Billman has a history of working for alternative newsweeklies. He was news editor at Philadelphia City Paper and has worked as a freelancer. He was also senior editor and writer at-large at Philadelphia Magazine, and has won awards for investigative reporting, feature writing and religion writing.
Billman and his wife, Adri — along with their two dogs, Belle and Sebastian (yes, after the band) — will move to Northeast Florida as soon as they can find a place to live and get their Orlando house on the market.
Billman, who plans to start work sometime in December, invites Folio Weekly readers to get in touch with him on Twitter (@jeffreybillman) and Facebook (facebook.com/jeffreycbillman), or email him (email@example.com), especially if they have tips on where he should live and what he should do when he arrives.

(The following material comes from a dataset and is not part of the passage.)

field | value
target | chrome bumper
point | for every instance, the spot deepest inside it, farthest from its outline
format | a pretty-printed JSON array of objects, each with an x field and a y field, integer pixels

Folio Weekly asked Billman a few questions to help readers get to know him.
Where are you from originally?
I was born and raised in West Palm Beach, moved to Orlando for college, and ended up staying for a decade, then ended up in Philly, came back to Orlando for year and now Jacksonville.
Where did you go to school?
I earned both my bachelor’s and master’s degrees from the University of Central Florida, in journalism and political science/public policy analysis, respectively.
Have you been to Northeast Florida before accepting this job? What do you know about the area?
Truth be told, I have a lot to learn — which is always, to my mind, one of the best parts of moving somewhere new. I’ve driven through Jax on several occasions, and spent a little bit of time here reporting on stories, but there is much to discover.
What interested you about Folio Weekly?
For starters, I’ve been looking for an opportunity to get back into the altweekly world for some time now, especially one within a few hours’ drive of our family, so this was fortuitous in that sense. More importantly, Folio has a great tradition of producing vital and important journalism — something I noticed in the years I spent working in Orlando — which is exciting to be a part of.
What do you want to do with Folio Weekly?
A friend once quipped that a good altweekly should feel like the bastard child of a seedy bar and an erudite library — and that’s about as good a description as I’ve heard of this business. And that’s the kind of ethos I want us to have: smart, literary, fun, maybe a little tipsy. And of course, altweeklies by their nature exist to give voice to the voiceless and champion the best parts of their community, and that’s what I hope to continue doing here.
Why have you worked for alternative weeklies? Why are they important?
I started in the alts because that’s where I was offered my first job, when I was a sophomore in college. I stayed because I became enamored of them — of the vital role they play in their communities, of the forum they offer for longform, hard-hitting investigative journalism, of the fascinating people I met wherever I went. Alts, at their best, do the kind of reporting that the dailies and other mainstream outlets ignore: They’re aggressive, they’re tenacious, they’re authoritative. Cities need that to thrive.